Exact Solutions of the Klein-Gordon Equation for the Rosen-Morse type Potentials via Nikiforov-Uvarov Method

TL;DR

This paper derives exact solutions for the Klein-Gordon equation with Rosen-Morse type potentials using the Nikiforov-Uvarov method, including wave-functions, energy levels, and PT-symmetry considerations.

Contribution

It applies the Nikiforov-Uvarov method to obtain exact bound state solutions for Rosen-Morse type potentials in the Klein-Gordon framework, extending previous results.

Findings

Wave-functions and energy equations derived for Rosen-Morse potentials.

Results reduce to Rosen-Morse and Eckart potentials in special cases.

PT-symmetry properties of these potentials are analyzed.

Abstract

The exact solutions of the one-dimensional Klein-Gordon equation for the Rosen-Morse type potential with equal scalar and vector potentials are presented.
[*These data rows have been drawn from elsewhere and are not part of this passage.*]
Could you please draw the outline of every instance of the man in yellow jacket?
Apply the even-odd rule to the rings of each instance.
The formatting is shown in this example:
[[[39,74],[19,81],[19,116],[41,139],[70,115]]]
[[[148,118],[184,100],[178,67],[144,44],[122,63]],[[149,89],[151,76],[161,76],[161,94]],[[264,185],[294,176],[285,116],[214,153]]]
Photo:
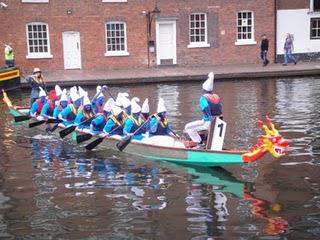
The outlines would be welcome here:
[[[7,67],[13,67],[14,66],[14,54],[13,54],[13,48],[11,47],[11,43],[5,44],[4,48],[4,58],[5,58],[5,64]]]

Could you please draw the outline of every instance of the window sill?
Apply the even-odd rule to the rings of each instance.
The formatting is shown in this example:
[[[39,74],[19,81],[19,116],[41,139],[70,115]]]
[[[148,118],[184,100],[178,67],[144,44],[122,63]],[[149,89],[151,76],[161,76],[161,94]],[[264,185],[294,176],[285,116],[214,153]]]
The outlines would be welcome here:
[[[42,58],[53,58],[51,54],[28,54],[27,59],[42,59]]]
[[[102,0],[102,2],[105,2],[105,3],[121,3],[121,2],[127,2],[127,0]]]
[[[210,47],[209,43],[190,43],[188,46],[188,48],[206,48],[206,47]]]
[[[254,41],[254,40],[251,40],[251,41],[237,41],[237,42],[234,43],[234,45],[236,45],[236,46],[255,45],[255,44],[257,44],[257,42]]]
[[[22,0],[22,3],[49,3],[49,0]]]
[[[106,57],[122,57],[122,56],[129,56],[129,52],[106,52],[104,54]]]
First we briefly review Nikiforov-Uvarov mathematical method. Using this method, wave-functions and corresponding exact energy equation are obtained for the s-wave bound state. It has been shown that the results for Rosen-Morse type potentials reduce to standard Rosen-Morse well and Eckart potentials in the special case. The PT-symmetry for these potentials is also considered.